At 5:30am I changed my shirt.
I put parts of a drum set into the van and headed straight to a place in my neighborhood named McDonald's.
My plan for today, a Tuesday, was to find somewhere to record the best possible music with parts of my drum kit.
Unfortunately, McDonald's did not have a recording studio.
Nor were there any other musicians willing to make good music there.
But I did notice that they served coffee and breakfast there.
I gave the man at McDonald's some money and he gave me some coffee and something he called "breffix."
I drove and drove and drove a van.
First south, then east, then south.
That breffix from McDonald's made me feel like sleeping while driving and dying.
I was in a place they call "Indiana."
It almost rhymes with Windy Banana.
It was early and you could see the sun starting to get all bright and shit.
I thought about the recording I was going to find somewhere, and the cool musicians I would meet and immediately gel about with.
I thought of the perfect name for this band: Windy Banana.
Then I thought of a better one: Windy Morgana, the Kissing Bandit with Problem Flatulence.
After that I thought of several worse names: The Friendies, Friendies Forever, Frendz Forevz.
I never thought of a better perfect band name than Windy Morgana, the Kissing Bandit with Problem Flatulence.
It was getting early still.
I pulled over in a town named after Bloomington, Indiana called Bloomington, Indiana.
There were crazy hippies all over the place playing football and taking tests.
At a thing named Circle K I found a location for my used coffee, and walked aimlessly down a whimsical alley you might say. It reminded me of that movie about the girl and the annoying dog, and the witch, and the midgets (I'm allowed to still use this word), and The Monkees, and the stagehand who hanged himself from a prop tree supposebly.
On a big set of double doors were the letters R, and R spelled backwards.
A cat answered the door.
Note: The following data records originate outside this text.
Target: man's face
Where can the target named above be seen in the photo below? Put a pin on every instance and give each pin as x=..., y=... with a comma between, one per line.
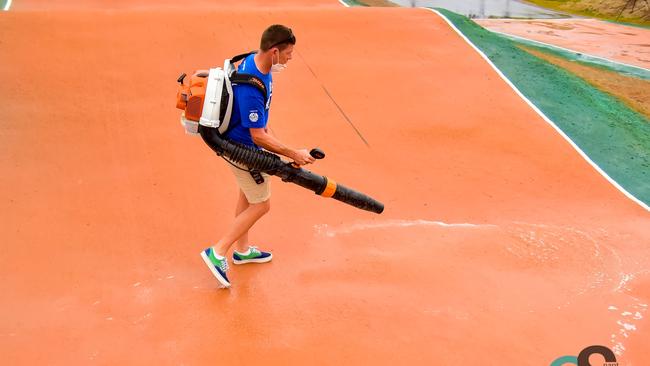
x=286, y=54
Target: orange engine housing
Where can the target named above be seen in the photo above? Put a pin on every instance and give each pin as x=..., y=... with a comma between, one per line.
x=189, y=97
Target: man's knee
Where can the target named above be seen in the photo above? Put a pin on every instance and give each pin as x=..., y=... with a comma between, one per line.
x=264, y=206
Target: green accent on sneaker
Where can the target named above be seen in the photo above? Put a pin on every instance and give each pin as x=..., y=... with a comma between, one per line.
x=216, y=261
x=254, y=253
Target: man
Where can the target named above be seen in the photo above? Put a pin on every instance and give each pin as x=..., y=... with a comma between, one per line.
x=249, y=127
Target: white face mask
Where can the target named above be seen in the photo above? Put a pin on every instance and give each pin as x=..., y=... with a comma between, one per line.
x=275, y=68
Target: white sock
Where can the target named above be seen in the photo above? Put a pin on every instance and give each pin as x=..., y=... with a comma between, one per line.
x=217, y=255
x=247, y=252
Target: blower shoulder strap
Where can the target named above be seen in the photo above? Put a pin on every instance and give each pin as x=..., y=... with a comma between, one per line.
x=252, y=80
x=249, y=79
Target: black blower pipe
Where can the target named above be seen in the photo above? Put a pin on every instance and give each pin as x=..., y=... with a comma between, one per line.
x=270, y=163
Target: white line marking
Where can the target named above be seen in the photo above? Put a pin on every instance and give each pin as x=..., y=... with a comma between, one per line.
x=567, y=49
x=541, y=114
x=347, y=229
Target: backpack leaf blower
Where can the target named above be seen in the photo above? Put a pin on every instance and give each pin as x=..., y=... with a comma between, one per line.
x=207, y=102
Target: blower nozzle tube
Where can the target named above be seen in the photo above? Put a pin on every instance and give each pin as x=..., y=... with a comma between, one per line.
x=267, y=162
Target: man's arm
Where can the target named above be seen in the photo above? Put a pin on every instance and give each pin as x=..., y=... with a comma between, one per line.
x=262, y=138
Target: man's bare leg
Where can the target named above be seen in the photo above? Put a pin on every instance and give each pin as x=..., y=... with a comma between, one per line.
x=242, y=204
x=243, y=222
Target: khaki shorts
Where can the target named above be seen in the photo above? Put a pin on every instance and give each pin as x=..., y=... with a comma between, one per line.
x=255, y=193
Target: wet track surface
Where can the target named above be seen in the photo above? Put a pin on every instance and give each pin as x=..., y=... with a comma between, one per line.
x=498, y=242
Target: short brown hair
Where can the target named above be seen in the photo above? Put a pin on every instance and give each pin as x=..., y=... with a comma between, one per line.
x=278, y=36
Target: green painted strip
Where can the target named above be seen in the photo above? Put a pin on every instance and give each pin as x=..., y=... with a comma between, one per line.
x=615, y=137
x=602, y=63
x=354, y=3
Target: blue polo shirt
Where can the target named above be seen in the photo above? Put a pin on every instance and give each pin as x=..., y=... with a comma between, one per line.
x=249, y=110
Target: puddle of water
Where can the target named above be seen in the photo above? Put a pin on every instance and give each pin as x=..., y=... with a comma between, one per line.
x=486, y=8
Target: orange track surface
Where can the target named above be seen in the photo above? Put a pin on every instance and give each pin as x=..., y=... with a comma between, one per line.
x=107, y=204
x=630, y=45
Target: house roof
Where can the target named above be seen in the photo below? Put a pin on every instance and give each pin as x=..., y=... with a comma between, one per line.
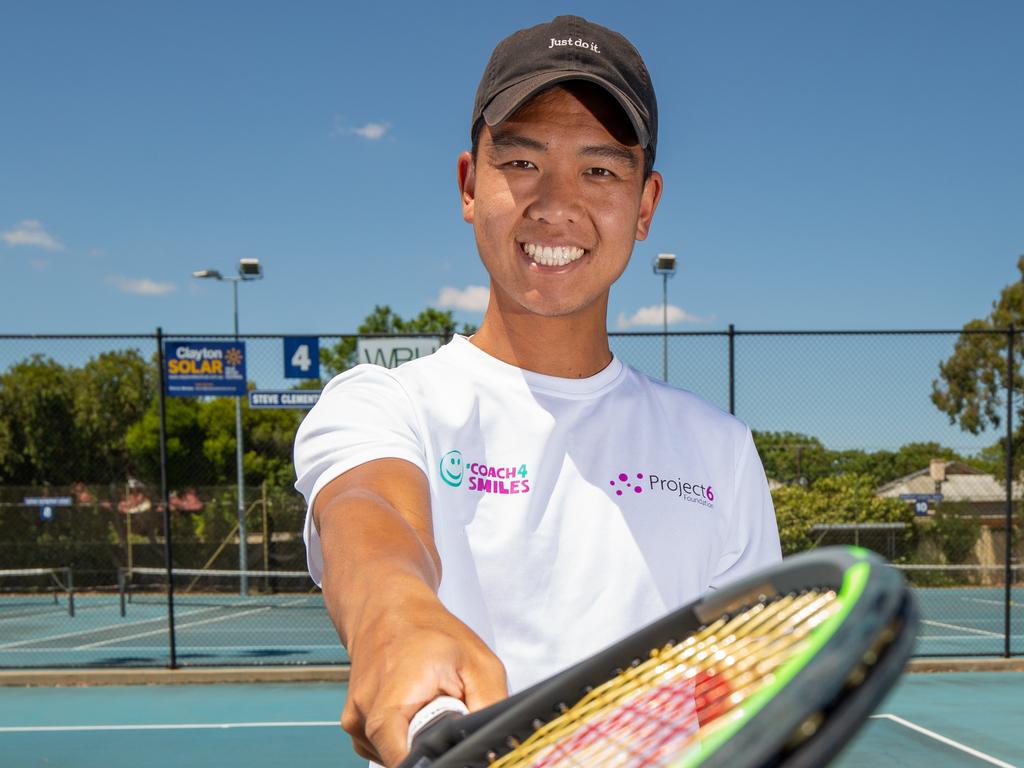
x=963, y=483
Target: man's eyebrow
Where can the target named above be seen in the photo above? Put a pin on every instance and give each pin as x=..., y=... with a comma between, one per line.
x=610, y=152
x=515, y=141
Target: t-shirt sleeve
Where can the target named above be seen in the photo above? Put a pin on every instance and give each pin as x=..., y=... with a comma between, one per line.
x=754, y=544
x=363, y=414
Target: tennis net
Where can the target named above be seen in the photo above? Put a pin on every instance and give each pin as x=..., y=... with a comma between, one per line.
x=37, y=588
x=219, y=588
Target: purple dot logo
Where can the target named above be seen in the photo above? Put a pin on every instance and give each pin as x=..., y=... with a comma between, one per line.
x=624, y=480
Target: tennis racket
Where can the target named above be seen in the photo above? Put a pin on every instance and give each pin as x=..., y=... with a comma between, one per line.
x=778, y=669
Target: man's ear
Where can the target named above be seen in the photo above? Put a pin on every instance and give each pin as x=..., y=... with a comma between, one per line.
x=467, y=184
x=648, y=204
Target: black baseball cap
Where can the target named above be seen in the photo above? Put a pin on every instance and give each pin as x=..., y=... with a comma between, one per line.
x=566, y=48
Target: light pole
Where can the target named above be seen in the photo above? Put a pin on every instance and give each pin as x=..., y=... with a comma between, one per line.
x=248, y=269
x=665, y=264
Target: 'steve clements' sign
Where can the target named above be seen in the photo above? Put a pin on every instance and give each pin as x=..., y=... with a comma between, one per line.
x=303, y=398
x=198, y=369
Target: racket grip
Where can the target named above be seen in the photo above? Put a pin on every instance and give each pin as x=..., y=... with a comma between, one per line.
x=440, y=709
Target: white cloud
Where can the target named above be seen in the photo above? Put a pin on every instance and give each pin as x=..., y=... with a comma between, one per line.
x=372, y=131
x=654, y=315
x=469, y=299
x=140, y=286
x=31, y=232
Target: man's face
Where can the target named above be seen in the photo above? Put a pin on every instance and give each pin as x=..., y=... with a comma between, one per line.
x=557, y=198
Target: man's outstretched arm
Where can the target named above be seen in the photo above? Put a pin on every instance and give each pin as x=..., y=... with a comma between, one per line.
x=381, y=574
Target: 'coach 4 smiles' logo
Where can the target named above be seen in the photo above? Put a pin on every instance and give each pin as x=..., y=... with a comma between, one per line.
x=452, y=470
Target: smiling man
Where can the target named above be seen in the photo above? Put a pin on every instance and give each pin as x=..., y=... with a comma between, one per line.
x=485, y=516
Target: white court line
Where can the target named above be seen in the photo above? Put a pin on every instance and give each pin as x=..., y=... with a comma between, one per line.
x=186, y=648
x=964, y=629
x=943, y=739
x=993, y=602
x=99, y=629
x=166, y=726
x=225, y=617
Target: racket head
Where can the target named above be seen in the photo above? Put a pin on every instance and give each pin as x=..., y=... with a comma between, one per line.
x=816, y=700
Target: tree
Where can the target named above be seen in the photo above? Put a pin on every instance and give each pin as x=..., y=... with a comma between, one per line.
x=382, y=321
x=112, y=392
x=848, y=499
x=38, y=441
x=974, y=379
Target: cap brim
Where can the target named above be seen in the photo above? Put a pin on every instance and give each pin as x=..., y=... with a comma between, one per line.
x=510, y=99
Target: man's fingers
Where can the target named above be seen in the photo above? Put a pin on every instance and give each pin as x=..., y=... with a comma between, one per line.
x=484, y=684
x=389, y=732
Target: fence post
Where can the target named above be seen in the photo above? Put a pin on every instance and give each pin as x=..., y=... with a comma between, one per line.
x=1010, y=487
x=732, y=369
x=172, y=660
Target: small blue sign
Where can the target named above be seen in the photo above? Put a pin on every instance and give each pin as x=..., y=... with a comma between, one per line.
x=48, y=501
x=301, y=357
x=200, y=369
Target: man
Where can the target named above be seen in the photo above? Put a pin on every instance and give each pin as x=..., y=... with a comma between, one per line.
x=485, y=516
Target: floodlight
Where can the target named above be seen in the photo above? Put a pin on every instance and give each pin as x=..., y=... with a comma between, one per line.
x=665, y=263
x=250, y=269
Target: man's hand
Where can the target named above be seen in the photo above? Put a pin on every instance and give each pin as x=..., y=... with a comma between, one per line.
x=409, y=654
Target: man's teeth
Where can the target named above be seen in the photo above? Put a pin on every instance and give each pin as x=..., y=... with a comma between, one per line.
x=548, y=256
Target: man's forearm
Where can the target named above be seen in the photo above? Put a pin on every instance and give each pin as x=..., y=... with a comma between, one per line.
x=375, y=559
He said "meow" or some shit.
Then a boy with a beard let me in and noticed I had parts of a drum kit in my van.
He forced me to add them to his vintage red sparkle Gretsch round badge drum kit.
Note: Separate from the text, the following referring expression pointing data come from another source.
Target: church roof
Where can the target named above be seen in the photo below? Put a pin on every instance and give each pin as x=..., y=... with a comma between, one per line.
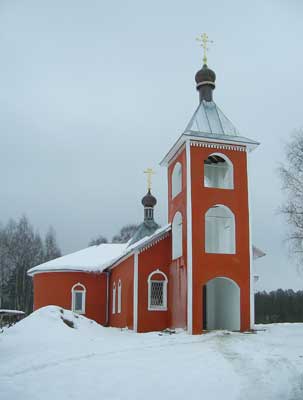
x=147, y=228
x=97, y=258
x=209, y=119
x=91, y=259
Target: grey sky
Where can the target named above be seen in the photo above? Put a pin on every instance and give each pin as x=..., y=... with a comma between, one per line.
x=93, y=92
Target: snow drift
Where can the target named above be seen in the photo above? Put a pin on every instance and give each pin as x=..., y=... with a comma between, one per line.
x=55, y=353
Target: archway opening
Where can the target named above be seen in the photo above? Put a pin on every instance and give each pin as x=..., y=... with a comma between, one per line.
x=221, y=305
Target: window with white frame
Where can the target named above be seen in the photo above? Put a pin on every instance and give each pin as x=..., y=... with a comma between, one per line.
x=78, y=298
x=119, y=296
x=220, y=230
x=177, y=245
x=114, y=299
x=157, y=291
x=176, y=180
x=218, y=172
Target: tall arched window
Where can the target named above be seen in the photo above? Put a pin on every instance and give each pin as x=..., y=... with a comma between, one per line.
x=119, y=296
x=176, y=179
x=218, y=172
x=220, y=230
x=78, y=298
x=114, y=298
x=177, y=236
x=157, y=291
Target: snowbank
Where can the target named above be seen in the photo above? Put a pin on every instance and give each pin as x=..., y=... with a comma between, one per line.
x=43, y=358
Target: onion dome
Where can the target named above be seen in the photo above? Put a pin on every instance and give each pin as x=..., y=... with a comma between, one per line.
x=149, y=200
x=205, y=80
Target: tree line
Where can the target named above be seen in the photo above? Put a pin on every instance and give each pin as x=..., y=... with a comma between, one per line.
x=22, y=248
x=279, y=306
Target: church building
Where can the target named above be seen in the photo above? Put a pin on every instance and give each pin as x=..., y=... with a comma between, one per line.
x=194, y=273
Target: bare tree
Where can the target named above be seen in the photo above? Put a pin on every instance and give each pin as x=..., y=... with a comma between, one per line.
x=51, y=249
x=125, y=234
x=292, y=179
x=98, y=240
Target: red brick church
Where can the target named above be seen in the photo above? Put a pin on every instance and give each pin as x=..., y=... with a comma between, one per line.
x=194, y=273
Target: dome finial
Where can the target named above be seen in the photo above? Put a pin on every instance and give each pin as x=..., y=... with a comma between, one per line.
x=203, y=39
x=149, y=172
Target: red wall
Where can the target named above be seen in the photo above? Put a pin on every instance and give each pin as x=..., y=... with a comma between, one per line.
x=178, y=270
x=156, y=257
x=208, y=266
x=54, y=288
x=125, y=272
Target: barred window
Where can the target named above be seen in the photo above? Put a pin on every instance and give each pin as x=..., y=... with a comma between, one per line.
x=78, y=298
x=157, y=291
x=156, y=294
x=119, y=296
x=114, y=299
All I had were some cymbals, a kick pedal, and a snare.
He didn't care, he said, and forced me to augment his mangy, old, collectable drums.
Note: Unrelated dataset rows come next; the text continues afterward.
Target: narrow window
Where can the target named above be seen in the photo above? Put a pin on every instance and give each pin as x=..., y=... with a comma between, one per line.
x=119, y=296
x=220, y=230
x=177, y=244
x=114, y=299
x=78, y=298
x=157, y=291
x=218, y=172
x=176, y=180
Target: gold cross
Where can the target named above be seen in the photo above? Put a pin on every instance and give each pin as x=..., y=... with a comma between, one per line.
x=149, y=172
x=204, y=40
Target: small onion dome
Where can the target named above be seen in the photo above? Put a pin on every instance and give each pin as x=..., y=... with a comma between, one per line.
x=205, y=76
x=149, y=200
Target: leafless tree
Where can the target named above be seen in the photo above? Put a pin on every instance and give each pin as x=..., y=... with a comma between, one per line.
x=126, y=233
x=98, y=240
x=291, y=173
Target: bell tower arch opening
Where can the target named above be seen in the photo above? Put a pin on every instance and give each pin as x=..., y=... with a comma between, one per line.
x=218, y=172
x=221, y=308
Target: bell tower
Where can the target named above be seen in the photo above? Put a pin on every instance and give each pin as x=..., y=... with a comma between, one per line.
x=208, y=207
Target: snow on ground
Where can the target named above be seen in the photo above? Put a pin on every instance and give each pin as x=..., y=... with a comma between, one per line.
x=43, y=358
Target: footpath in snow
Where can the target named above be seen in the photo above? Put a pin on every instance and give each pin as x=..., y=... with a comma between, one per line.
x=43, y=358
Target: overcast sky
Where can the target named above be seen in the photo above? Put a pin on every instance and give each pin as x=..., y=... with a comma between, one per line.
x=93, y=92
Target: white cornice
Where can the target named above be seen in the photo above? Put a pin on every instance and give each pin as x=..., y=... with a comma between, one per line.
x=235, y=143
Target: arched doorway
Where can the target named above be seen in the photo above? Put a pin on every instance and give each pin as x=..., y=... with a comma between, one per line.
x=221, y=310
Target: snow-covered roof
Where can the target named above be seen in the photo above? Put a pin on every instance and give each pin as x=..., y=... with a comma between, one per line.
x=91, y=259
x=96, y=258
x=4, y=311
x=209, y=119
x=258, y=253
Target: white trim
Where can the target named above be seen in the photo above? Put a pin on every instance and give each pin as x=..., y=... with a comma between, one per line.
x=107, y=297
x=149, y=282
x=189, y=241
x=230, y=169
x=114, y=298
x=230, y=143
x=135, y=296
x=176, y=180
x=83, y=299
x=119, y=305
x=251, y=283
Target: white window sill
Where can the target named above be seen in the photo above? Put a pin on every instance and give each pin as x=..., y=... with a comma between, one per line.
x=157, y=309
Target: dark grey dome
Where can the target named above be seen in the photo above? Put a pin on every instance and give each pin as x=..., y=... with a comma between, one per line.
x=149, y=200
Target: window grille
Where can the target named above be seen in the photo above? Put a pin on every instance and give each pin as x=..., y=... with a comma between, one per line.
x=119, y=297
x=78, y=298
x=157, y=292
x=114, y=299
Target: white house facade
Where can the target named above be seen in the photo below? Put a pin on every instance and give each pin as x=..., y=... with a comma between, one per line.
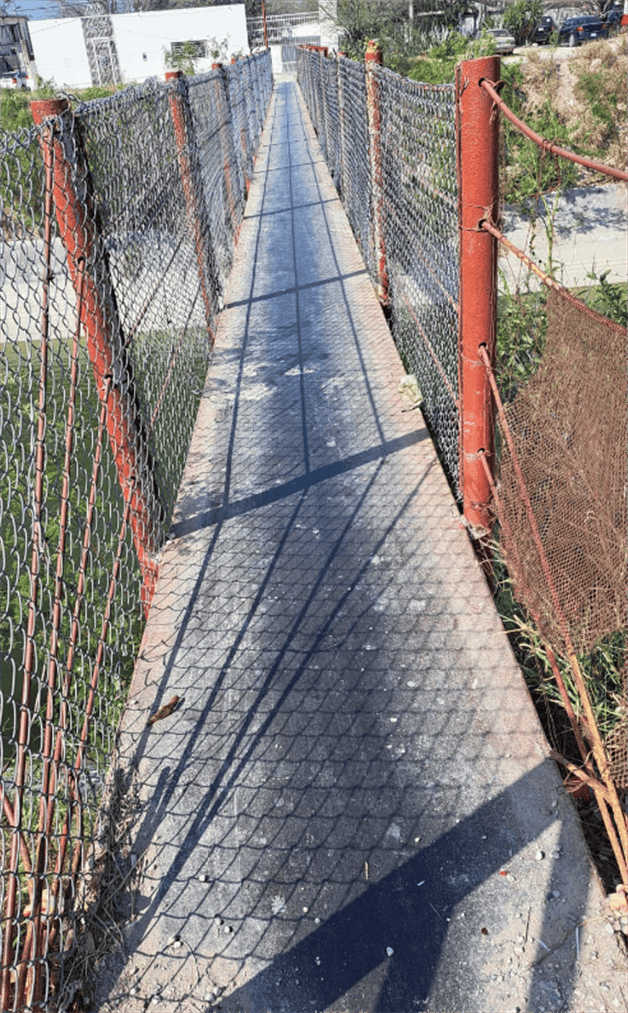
x=121, y=49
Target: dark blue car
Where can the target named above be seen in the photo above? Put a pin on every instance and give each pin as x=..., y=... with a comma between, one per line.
x=579, y=29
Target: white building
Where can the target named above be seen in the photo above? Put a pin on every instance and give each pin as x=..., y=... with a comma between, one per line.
x=79, y=52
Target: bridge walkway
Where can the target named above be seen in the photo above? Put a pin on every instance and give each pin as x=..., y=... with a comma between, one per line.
x=351, y=806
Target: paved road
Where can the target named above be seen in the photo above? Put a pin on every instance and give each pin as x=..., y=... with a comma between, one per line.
x=351, y=808
x=589, y=227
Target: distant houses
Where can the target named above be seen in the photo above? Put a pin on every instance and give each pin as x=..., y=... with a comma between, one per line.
x=120, y=49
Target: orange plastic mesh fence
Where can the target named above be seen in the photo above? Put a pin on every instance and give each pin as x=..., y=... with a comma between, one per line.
x=569, y=425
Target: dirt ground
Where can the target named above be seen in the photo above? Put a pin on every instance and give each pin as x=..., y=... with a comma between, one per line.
x=555, y=78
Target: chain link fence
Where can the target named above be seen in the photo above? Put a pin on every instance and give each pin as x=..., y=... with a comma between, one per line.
x=390, y=145
x=119, y=221
x=413, y=173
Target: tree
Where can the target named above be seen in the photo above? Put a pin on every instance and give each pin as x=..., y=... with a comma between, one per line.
x=522, y=17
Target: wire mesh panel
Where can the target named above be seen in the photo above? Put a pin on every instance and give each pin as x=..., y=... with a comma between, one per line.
x=419, y=224
x=399, y=188
x=118, y=225
x=332, y=110
x=357, y=190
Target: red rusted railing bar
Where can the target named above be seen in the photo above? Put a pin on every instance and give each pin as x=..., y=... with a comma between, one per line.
x=621, y=819
x=373, y=58
x=226, y=141
x=37, y=544
x=478, y=186
x=33, y=949
x=74, y=631
x=554, y=149
x=573, y=721
x=205, y=256
x=77, y=223
x=604, y=793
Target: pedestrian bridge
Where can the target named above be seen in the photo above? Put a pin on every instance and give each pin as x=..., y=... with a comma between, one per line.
x=326, y=821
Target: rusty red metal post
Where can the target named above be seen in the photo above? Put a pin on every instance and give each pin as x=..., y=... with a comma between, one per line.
x=193, y=201
x=478, y=152
x=374, y=58
x=77, y=223
x=263, y=21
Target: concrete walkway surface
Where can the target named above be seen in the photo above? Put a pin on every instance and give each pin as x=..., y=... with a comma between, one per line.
x=351, y=808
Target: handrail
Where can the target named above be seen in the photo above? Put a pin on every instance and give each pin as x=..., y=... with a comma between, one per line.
x=491, y=88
Then two vagabonds from the big city kicked open a door.
Everyone began fighting.
I got punched in the haircut and kicked in the facial expression.
Someone broke a rake.
A wedding cake was upset, but nobody laughed.
Not even the laugh track.
The boy with the beard said "Enough" and went away to feed several thousand cats.
The big city vagabonds rubbed their eyes and spit in my direction.
They velcroed me to the elderly drums and shut off the lights.
"LET'S SEE WHAT YOU CANNOT DO!" they shouted in unison through the loudest microphones.
All I could do was cry.
My woeful, sadful tears bounced off the drum skins like crying butter, creating the most magnificent music ever recorded. That's more magnificent than Chuck Beatles and Virginia Slims combined!
But the boy with the beard forgot to turn on the red light machine, and did not capture it.
After another fight involving urinal mints, a weather balloon filled with meat water, and Chinese stars (I'm still allowed to call them that), we had to do it all over again.
"Oh no," I muffled under a painters-taped mouth.
The big city vagabonds waterboarded me with vinegar and melted ice cream.
Anything to make those beautiful, elegant tears scream from my wonderful, classy eyes.
The bearded boy and the big city vagabonds captured four total sounds, and ripped them directly to iTunes, where you can also garagehero movies and burn bands.
In a separate room, they relaxed by wrapping pineapple-jalapeno pizzas around their rock hard penises and made individual love for their amusement. I was only allowed to watch and eat the leftovers. It was okay and shit.
By the time I got back home it was time to work again.
I'll never take another day off from work ever again as long as I shall live forever.